During the time limits set by the sponsors of the study, we recruited and examined 134 patients. No adverse effects of SonoVue occurred. After exclusions, 89 patients remained for qualitative analysis, and 72 remained for quantitative analysis (Figure 4). Because there were only two multilocular cysts these were excluded to obtain a homogeneous study group. The demographic background data, the results of pattern recognition and the histopathology for the patients included and excluded are shown in Table 1. The difference in results of pattern recognition between patients included (n = 89) and excluded (n = 45) for qualitative analysis was statistically significant, with fewer tumors being suspected to be malignant in the excluded group (P = 0.0004). The same was true of the difference in results of pattern recognition between patients included for quantitative analysis, i.e. time–intensity curve analysis (n = 72) and those excluded (n = 45) (P < 0.0001). There were no other statistically significant differences between the tumors included and excluded. Of the 89 tumors used for qualitative analysis, 27 (30%) were invasively malignant at pathological examination and 10 (11%) were borderline malignant. Of the 72 cases used for time–intensity curve analysis, 26 (36%) were invasively malignant and nine (13%) were borderline malignant.
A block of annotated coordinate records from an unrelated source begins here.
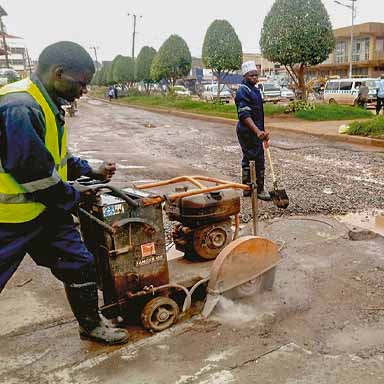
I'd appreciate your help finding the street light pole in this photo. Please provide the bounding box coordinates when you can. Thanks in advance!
[0,6,10,68]
[89,45,99,70]
[333,0,357,79]
[349,0,356,79]
[128,13,143,59]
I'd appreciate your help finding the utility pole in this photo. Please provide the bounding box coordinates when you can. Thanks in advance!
[89,45,99,70]
[334,0,357,79]
[0,6,10,68]
[127,13,143,59]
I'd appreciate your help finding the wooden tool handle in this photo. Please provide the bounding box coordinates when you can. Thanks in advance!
[249,160,259,236]
[264,143,277,185]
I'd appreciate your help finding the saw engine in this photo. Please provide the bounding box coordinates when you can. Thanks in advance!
[165,188,240,260]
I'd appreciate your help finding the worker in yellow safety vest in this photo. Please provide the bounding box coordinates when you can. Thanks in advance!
[0,41,128,344]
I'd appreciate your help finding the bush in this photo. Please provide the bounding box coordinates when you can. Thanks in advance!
[285,100,315,113]
[128,87,146,96]
[346,116,384,138]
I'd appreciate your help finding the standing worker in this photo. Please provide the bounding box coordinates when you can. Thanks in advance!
[235,61,271,201]
[376,75,384,115]
[0,41,128,344]
[357,81,369,109]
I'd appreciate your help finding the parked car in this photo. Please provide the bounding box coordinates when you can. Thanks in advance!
[201,84,232,103]
[257,83,281,104]
[280,87,295,101]
[173,85,191,96]
[0,68,20,86]
[324,78,377,106]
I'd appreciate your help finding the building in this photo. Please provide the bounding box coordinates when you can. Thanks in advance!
[307,23,384,78]
[0,32,31,75]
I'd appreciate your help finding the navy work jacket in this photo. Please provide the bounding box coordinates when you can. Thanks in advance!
[0,75,92,211]
[235,80,264,132]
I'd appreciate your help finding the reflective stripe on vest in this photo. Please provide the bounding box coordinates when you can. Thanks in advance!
[0,78,68,223]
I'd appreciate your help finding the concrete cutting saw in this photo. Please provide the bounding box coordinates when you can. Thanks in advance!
[79,165,281,331]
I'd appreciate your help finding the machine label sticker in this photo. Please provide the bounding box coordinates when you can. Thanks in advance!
[135,255,164,267]
[103,204,124,217]
[141,243,156,257]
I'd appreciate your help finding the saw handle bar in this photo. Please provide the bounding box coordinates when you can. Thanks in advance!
[76,177,140,208]
[135,176,250,205]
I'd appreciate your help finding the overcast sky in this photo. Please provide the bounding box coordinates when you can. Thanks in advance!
[0,0,384,60]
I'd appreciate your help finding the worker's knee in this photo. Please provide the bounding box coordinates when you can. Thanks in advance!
[51,252,96,284]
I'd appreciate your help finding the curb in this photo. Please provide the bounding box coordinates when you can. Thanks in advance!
[88,95,384,148]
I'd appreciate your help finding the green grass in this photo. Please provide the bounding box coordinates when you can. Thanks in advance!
[91,87,374,121]
[91,88,285,119]
[347,116,384,139]
[294,104,374,121]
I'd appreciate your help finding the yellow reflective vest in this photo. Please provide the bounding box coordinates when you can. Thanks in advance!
[0,78,67,223]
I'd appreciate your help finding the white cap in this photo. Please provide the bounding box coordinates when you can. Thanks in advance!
[241,61,257,76]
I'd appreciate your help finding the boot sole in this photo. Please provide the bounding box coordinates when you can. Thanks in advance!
[80,333,129,345]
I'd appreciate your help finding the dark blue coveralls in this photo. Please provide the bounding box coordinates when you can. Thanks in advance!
[235,80,265,176]
[0,76,96,292]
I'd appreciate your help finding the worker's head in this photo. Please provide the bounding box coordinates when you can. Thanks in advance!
[241,61,259,85]
[37,41,95,101]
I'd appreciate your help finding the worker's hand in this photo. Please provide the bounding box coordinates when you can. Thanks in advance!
[257,130,269,141]
[92,161,116,181]
[72,181,97,202]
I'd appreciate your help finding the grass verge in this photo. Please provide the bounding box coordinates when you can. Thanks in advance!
[294,104,374,121]
[90,89,285,119]
[346,116,384,139]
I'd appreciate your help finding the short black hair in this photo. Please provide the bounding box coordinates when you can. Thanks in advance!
[37,41,95,73]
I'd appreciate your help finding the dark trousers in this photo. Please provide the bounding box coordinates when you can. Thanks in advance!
[376,97,384,115]
[0,211,96,292]
[236,124,265,177]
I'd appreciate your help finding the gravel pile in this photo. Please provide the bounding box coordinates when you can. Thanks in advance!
[237,146,384,221]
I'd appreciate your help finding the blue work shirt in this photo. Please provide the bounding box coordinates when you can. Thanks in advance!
[376,79,384,98]
[0,75,92,211]
[235,80,264,131]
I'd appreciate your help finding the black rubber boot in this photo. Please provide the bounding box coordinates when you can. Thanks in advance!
[256,169,272,201]
[241,167,252,197]
[64,282,129,345]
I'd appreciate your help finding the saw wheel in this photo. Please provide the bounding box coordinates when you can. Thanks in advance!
[193,220,232,260]
[141,296,179,332]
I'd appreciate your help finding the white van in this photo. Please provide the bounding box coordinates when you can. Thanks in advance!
[324,78,377,106]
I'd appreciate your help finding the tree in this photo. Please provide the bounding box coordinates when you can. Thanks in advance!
[202,20,243,99]
[151,35,192,86]
[112,55,135,83]
[260,0,335,99]
[135,47,156,95]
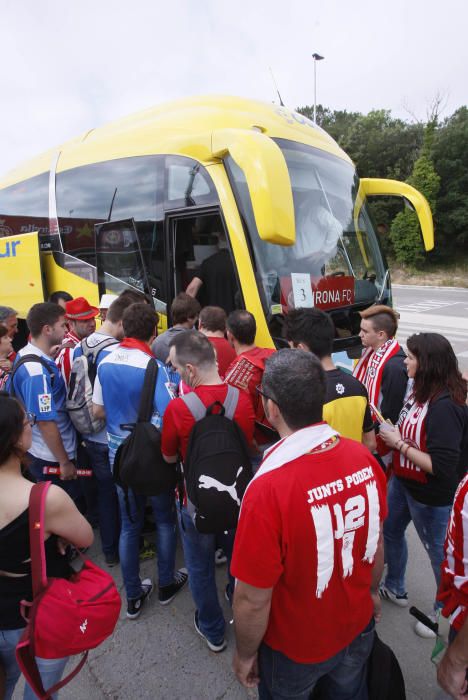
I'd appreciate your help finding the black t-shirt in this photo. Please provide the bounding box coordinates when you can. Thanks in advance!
[398,392,468,506]
[380,348,408,425]
[0,510,72,630]
[197,248,238,314]
[323,368,374,442]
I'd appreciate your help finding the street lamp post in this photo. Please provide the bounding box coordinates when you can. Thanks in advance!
[312,53,325,124]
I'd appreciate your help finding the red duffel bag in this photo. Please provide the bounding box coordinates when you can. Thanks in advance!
[16,481,121,700]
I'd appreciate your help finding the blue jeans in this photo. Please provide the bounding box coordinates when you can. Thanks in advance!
[258,619,375,700]
[85,440,120,555]
[178,507,234,644]
[0,629,68,700]
[383,477,451,608]
[117,486,177,600]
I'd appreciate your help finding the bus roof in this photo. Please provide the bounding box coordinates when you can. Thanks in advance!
[0,96,351,188]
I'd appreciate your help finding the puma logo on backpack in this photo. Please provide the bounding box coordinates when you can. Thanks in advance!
[181,385,252,534]
[67,338,119,435]
[198,466,243,506]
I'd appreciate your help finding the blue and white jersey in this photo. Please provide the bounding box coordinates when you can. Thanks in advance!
[71,331,117,445]
[13,343,76,462]
[93,346,173,465]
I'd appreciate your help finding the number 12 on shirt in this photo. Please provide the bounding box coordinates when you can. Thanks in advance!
[310,481,380,598]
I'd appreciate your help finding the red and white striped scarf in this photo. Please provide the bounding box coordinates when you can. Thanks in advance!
[393,394,429,484]
[353,338,400,420]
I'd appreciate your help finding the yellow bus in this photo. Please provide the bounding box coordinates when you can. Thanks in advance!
[0,97,434,351]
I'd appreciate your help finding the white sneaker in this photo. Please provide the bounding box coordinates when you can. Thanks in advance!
[379,584,408,608]
[215,548,227,566]
[414,612,439,639]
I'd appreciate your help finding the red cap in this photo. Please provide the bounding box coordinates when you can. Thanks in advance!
[65,297,99,321]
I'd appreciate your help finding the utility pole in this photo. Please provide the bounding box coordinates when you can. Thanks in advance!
[312,53,325,124]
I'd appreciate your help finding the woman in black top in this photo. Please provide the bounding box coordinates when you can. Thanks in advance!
[0,393,93,700]
[380,333,468,637]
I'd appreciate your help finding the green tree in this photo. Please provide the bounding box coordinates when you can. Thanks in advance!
[390,120,440,267]
[433,107,468,258]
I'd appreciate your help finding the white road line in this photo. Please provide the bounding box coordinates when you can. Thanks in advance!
[392,283,468,293]
[398,326,468,341]
[400,311,468,331]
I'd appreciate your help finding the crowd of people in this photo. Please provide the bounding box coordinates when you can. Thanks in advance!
[0,292,468,700]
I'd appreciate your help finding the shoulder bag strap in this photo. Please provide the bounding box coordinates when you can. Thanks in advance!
[180,391,206,422]
[223,384,239,420]
[137,357,159,423]
[10,353,55,396]
[29,481,52,598]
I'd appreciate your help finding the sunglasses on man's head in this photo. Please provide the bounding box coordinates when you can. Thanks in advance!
[255,386,278,403]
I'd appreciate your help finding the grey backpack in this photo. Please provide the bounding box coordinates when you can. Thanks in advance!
[67,338,119,435]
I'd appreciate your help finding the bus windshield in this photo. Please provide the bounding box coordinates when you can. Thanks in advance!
[226,139,389,326]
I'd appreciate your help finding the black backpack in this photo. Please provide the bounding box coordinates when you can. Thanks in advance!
[114,358,177,517]
[182,384,252,534]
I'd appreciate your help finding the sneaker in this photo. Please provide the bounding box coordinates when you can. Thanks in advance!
[193,610,227,654]
[414,612,439,639]
[379,585,408,608]
[215,549,227,566]
[158,569,188,605]
[104,554,120,567]
[140,538,156,561]
[127,578,153,620]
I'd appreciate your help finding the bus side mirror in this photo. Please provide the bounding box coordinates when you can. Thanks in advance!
[359,177,434,251]
[211,129,296,246]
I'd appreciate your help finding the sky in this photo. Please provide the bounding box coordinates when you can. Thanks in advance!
[0,0,468,175]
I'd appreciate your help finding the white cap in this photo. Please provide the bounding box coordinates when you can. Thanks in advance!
[99,294,118,309]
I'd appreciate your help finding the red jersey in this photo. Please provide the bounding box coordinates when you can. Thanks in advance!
[231,436,387,664]
[225,348,275,444]
[161,384,255,460]
[55,331,80,386]
[437,475,468,630]
[207,335,236,379]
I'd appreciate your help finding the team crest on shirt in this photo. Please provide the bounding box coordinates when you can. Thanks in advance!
[38,394,52,413]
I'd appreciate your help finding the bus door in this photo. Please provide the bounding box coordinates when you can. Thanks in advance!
[165,207,240,320]
[94,219,167,318]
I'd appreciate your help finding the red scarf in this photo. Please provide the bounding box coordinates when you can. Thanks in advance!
[353,338,400,420]
[120,338,154,357]
[393,394,429,484]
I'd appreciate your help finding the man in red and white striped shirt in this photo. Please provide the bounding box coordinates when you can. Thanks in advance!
[437,475,468,698]
[55,297,99,386]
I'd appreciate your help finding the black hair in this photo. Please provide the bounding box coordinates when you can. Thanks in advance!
[262,348,326,430]
[198,306,226,333]
[406,333,466,406]
[122,302,159,342]
[226,309,257,345]
[0,391,25,468]
[171,292,201,324]
[283,309,335,360]
[26,301,65,338]
[106,294,135,323]
[359,304,398,338]
[49,292,73,304]
[169,330,216,368]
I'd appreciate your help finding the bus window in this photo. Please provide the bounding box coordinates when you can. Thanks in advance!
[168,214,241,313]
[56,156,164,265]
[164,156,219,209]
[0,172,52,250]
[225,139,388,336]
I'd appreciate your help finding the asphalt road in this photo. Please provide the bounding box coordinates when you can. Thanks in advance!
[14,285,468,700]
[393,284,468,370]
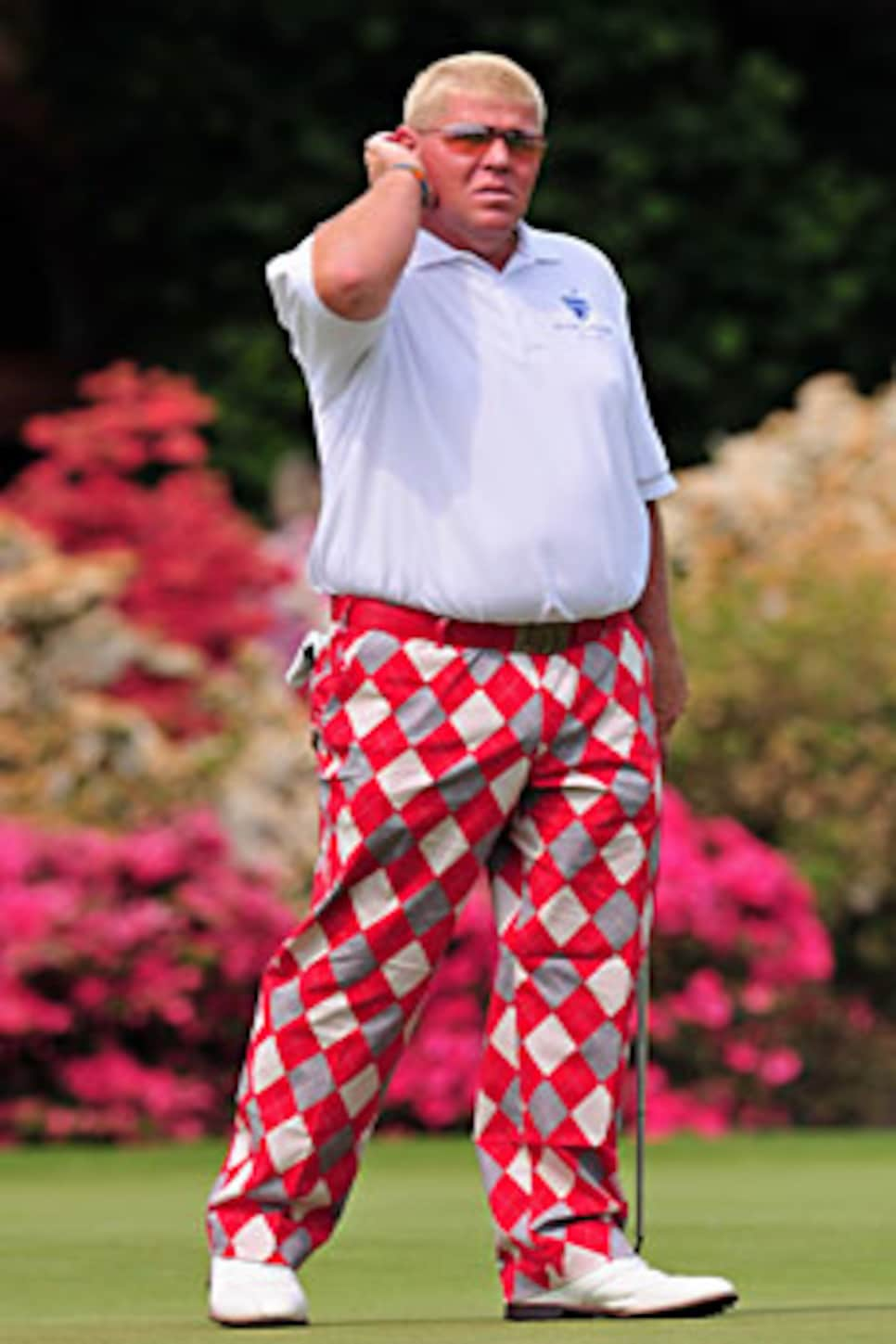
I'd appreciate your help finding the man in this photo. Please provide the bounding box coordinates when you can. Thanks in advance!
[210,53,736,1324]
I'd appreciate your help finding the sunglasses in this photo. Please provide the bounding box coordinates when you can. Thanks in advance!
[420,121,548,159]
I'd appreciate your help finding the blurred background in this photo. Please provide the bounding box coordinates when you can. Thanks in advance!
[0,0,896,1141]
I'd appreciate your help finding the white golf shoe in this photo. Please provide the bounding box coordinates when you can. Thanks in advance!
[506,1254,737,1321]
[208,1255,308,1325]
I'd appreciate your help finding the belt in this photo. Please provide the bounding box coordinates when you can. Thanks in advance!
[330,596,621,653]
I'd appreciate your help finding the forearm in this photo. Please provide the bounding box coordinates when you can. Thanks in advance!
[632,500,675,646]
[632,503,688,748]
[313,170,420,321]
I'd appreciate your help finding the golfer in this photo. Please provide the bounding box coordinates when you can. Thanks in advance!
[208,53,736,1325]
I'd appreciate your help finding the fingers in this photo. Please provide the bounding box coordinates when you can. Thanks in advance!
[364,126,420,186]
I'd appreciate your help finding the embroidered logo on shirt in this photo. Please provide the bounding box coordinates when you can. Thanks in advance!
[560,289,591,323]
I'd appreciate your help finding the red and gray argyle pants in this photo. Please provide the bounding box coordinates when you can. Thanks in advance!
[208,614,659,1301]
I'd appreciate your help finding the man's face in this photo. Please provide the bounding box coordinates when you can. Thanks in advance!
[416,93,542,262]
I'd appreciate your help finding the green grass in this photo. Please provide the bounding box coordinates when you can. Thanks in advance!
[0,1132,896,1344]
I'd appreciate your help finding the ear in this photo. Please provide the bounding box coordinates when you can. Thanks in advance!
[392,122,420,149]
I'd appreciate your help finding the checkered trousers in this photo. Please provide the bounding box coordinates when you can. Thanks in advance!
[208,614,659,1301]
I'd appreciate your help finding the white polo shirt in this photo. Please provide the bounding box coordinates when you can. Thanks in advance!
[266,224,674,622]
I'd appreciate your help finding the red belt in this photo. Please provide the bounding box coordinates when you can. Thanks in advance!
[330,596,622,653]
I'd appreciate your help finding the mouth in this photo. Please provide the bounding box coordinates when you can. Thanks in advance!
[474,186,515,200]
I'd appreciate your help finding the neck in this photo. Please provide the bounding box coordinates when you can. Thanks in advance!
[423,219,518,270]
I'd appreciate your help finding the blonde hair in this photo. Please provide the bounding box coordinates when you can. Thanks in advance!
[404,51,548,131]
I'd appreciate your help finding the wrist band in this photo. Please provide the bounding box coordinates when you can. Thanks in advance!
[386,164,432,210]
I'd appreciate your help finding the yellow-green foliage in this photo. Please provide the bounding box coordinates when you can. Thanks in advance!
[668,375,896,1008]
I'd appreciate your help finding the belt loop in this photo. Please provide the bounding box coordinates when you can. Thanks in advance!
[333,594,354,631]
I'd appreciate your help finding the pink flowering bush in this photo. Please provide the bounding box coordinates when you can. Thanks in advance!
[0,812,296,1143]
[3,360,291,736]
[387,789,896,1137]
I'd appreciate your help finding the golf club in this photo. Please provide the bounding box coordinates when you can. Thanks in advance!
[634,902,653,1254]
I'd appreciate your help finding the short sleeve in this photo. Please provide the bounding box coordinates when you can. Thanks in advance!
[620,289,677,500]
[264,234,389,406]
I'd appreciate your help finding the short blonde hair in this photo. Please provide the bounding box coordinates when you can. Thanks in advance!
[404,51,548,131]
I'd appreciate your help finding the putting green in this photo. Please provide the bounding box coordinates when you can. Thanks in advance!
[0,1132,896,1344]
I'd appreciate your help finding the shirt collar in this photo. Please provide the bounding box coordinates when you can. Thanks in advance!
[407,221,560,275]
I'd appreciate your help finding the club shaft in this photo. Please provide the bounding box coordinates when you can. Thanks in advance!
[634,948,650,1251]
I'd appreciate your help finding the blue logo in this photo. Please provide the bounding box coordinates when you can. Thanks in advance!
[560,289,591,323]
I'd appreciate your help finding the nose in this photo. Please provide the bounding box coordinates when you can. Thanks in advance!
[480,135,510,171]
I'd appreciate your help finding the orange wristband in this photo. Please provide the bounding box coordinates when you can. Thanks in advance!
[387,164,431,210]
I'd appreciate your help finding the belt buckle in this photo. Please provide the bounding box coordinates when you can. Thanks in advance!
[513,621,572,653]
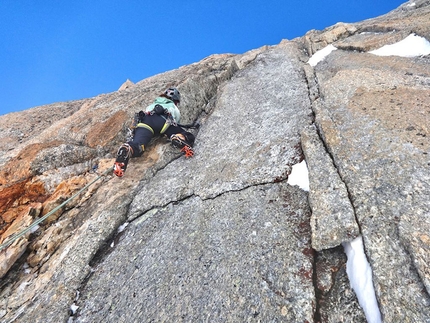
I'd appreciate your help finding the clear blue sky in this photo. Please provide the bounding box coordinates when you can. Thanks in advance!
[0,0,406,115]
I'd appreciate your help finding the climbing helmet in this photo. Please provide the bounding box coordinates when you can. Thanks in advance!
[164,87,181,102]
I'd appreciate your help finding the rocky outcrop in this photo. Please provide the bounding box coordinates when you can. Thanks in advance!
[0,1,430,322]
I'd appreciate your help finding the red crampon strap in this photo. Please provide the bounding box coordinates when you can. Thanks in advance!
[181,146,194,158]
[113,162,124,177]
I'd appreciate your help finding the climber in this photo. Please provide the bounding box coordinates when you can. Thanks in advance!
[113,87,195,177]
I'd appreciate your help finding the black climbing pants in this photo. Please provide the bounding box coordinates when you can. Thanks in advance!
[128,114,195,157]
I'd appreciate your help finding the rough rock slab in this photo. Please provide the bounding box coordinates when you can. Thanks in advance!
[129,43,312,219]
[314,46,430,322]
[301,127,360,251]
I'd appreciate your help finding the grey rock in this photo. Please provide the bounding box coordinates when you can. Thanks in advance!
[301,127,360,251]
[0,0,430,322]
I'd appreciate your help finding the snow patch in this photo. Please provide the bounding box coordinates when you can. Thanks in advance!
[308,45,337,66]
[369,34,430,57]
[287,160,309,191]
[342,236,381,323]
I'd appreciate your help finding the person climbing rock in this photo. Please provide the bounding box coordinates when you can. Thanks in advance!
[113,87,195,177]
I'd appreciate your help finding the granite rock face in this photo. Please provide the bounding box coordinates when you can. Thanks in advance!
[0,1,430,322]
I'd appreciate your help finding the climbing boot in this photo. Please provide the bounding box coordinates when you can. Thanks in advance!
[113,144,133,177]
[170,133,194,158]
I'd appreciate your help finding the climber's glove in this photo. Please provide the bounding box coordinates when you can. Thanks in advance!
[154,104,167,116]
[138,111,146,122]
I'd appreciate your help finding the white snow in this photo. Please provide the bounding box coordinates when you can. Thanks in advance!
[308,45,337,66]
[369,34,430,57]
[287,160,309,191]
[343,236,381,323]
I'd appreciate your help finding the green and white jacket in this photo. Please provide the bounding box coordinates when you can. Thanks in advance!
[145,97,181,123]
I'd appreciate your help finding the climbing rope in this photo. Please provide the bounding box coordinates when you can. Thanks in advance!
[0,167,113,251]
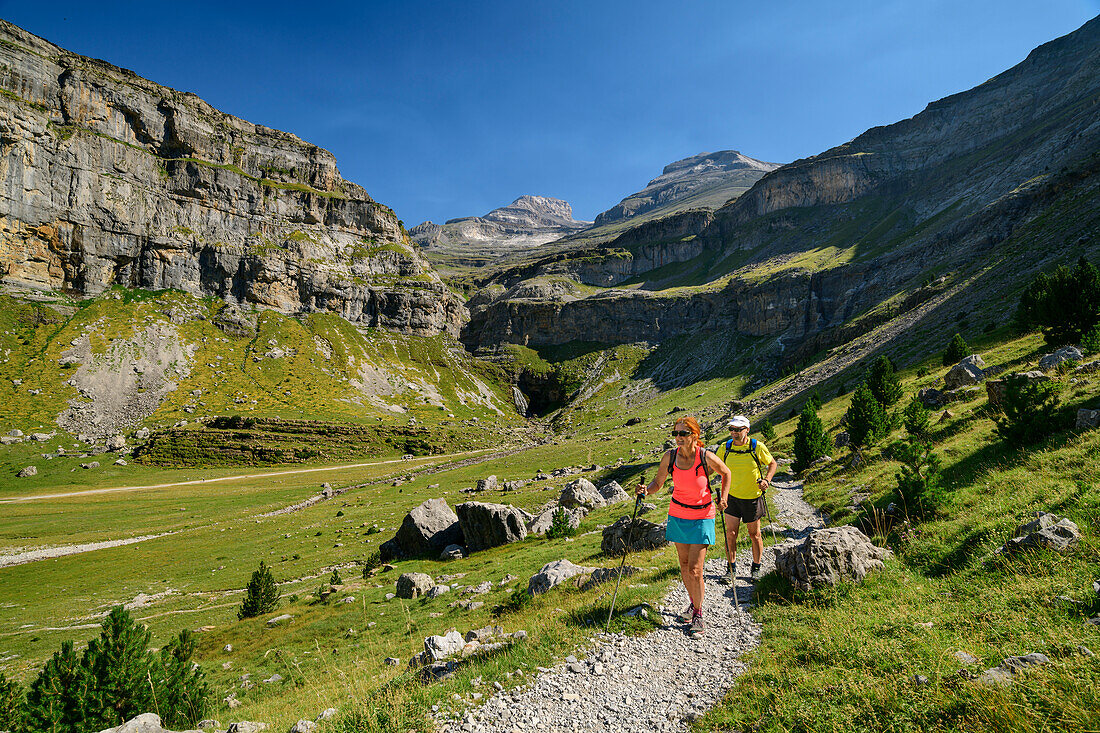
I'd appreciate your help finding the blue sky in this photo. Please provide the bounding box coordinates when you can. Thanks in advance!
[0,0,1100,227]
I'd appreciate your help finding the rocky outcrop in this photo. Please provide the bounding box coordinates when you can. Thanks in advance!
[0,21,465,335]
[409,196,592,250]
[595,150,779,227]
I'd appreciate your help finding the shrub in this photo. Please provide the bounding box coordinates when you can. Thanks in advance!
[150,628,210,729]
[944,333,970,367]
[758,418,776,444]
[867,357,902,407]
[237,560,279,619]
[993,374,1058,445]
[17,642,88,733]
[80,605,153,730]
[847,384,890,452]
[1081,324,1100,354]
[547,506,576,539]
[1016,256,1100,346]
[0,672,23,731]
[901,394,932,436]
[891,438,941,515]
[794,403,828,471]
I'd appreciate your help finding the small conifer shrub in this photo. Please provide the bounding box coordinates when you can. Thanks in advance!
[993,374,1058,445]
[793,403,828,471]
[237,560,279,619]
[944,333,970,367]
[846,383,890,452]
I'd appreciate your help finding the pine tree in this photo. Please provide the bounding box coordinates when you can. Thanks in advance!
[81,605,153,730]
[758,418,776,445]
[867,357,902,407]
[794,404,828,471]
[847,383,889,452]
[237,560,279,619]
[0,672,23,731]
[151,628,210,729]
[901,394,932,436]
[15,642,90,733]
[944,333,970,367]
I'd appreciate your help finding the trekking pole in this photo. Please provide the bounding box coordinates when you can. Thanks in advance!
[604,474,646,632]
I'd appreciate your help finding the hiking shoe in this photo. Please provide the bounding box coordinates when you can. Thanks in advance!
[718,562,737,586]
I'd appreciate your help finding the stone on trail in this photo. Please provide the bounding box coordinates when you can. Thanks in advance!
[776,526,893,590]
[600,516,669,555]
[397,572,436,598]
[558,479,607,511]
[527,558,595,595]
[378,499,463,561]
[454,502,527,553]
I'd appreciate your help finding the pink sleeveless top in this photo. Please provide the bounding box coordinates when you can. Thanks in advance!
[666,446,715,519]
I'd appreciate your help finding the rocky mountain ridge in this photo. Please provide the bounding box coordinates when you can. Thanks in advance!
[0,21,466,335]
[595,150,779,227]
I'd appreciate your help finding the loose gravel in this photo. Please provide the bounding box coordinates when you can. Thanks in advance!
[436,475,824,733]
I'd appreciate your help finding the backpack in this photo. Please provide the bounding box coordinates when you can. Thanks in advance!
[722,438,763,478]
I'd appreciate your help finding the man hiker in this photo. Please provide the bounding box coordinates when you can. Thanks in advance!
[722,415,778,583]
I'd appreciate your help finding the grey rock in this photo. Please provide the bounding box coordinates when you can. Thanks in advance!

|Parameter||Patients included for qualitative analysis (n = 89)||Patients included for quantitative analysis (n = 72)||Patients excluded (n = 45)|
|Age (years, mean (range))||50 (22–85)||52 (22–85)||52 (17–85)|
|Nulliparous||27 (30)||19 (26)||13 (29)|
|Postmenopausal||47 (53)||44 (61)||27 (60)|
|Hormonal therapy*||12 (13)||8 (11)||5 (11)|
|At least one first-degree relative with ovarian cancer||3 (3)||3 (4)||1 (2)|
|At least one first-degree relative with breast cancer||12 (13)||10 (14)||7 (16)|
|Personal history of ovarian cancer||2 (2)||2 (3)||2 (4)|
|Personal history of breast cancer||6 (7)||6 (8)||0|
|Results of pattern recognition|
|Benign||8 (9)||6 (8)||12 (27)|
|Probably benign||23 (26)||14 (19)||20 (44)|
|Uncertain||29 (33)||25 (35)||6 (13)|
|Malignant||29 (33)||27 (38)||6 (13)|
|Not assessable||0||0||1 (2)†|
|Benign tumors||52 (58)||37 (51)||21 (47)|
|Cystadenoma/cystadenofibroma||22 (25)||18 (25)||8 (18)|
|Endometrioma||11 (12)||6 (8)||0|
|Simple cyst||4 (4)||4 (6)||1 (2)|
|Dermoid||6 (7)||2 (3)||0|
|Ovarian fibroma||7 (8)||7 (10)||0|
|Functional cyst||2 (2)||0||6 (13)|
|Specific diagnosis not reported||0||0||6 (13)|
|Borderline tumors||10 (11)||9 (13)||2 (4)|
|Serous type, Stage I||7 (8)||6 (8)||2 (4)|
|Serous type, Stage II–III||3 (3)||3 (4)||0|
|Malignant tumors||27 (30)||26 (36)||4 (9)|
|Epithelial invasive ovarian carcinoma, Stage I||5 (6)||5 (7)||1 (2)|
|Epithelial invasive ovarian carcinoma, Stage III–IV||12 (13)||12 (17)||1 (2)|
|Non-epithelial ovarian malignant tumor||3 (3)||3 (4)||1 (2)|
|Tubal carcinoma||3 (3)||3 (4)||0|
|Metastatic ovarian carcinoma||4 (4)‡||3 (4)§||1 (2)|
|No surgery||0||0||18 (40)|
The most important results of gray-scale, power Doppler analysis and qualitative contrast examination are shown in Table 2 (for detailed results see Table S1). Most gray-scale ultrasound features differed significantly between benign, borderline and malignant tumors. Papillary projections were more frequently detected in benign (69%) and borderline tumors (80%) than in invasively malignant tumors (26%), while a purely solid mass was more often observed in invasively malignant tumors (44%) than in benign (17%) and borderline tumors (10%). Power Doppler results differed too, the detection rate of Doppler signals in papillary projections being lower in benign (31%) than in borderline (75%) and malignant tumors (100%) and the color scores in papillary projections and in solid tissue other than papillary projections were higher in malignant tumors than in benign tumors and borderline tumors (see Table S1). The detection rate of power Doppler signals in any solid component (papillary projection or other) was also lower in benign (46%) than in borderline (80%) and malignant tumors (100%), and the color score for any solid component was higher in malignant than in benign and borderline tumors (Table S1). Contrast scores also differed between the three groups of tumor, the detection rate of contrast signals in any solid component being higher in invasively malignant (100%) and borderline tumors (100%) than in benign tumors (58%), and the finding of a high contrast score in any solid component was more common in invasively malignant tumors (high contrast score in 85%) than in borderline tumors (high contrast score in 30%) and in benign tumors (high contrast score in 15%).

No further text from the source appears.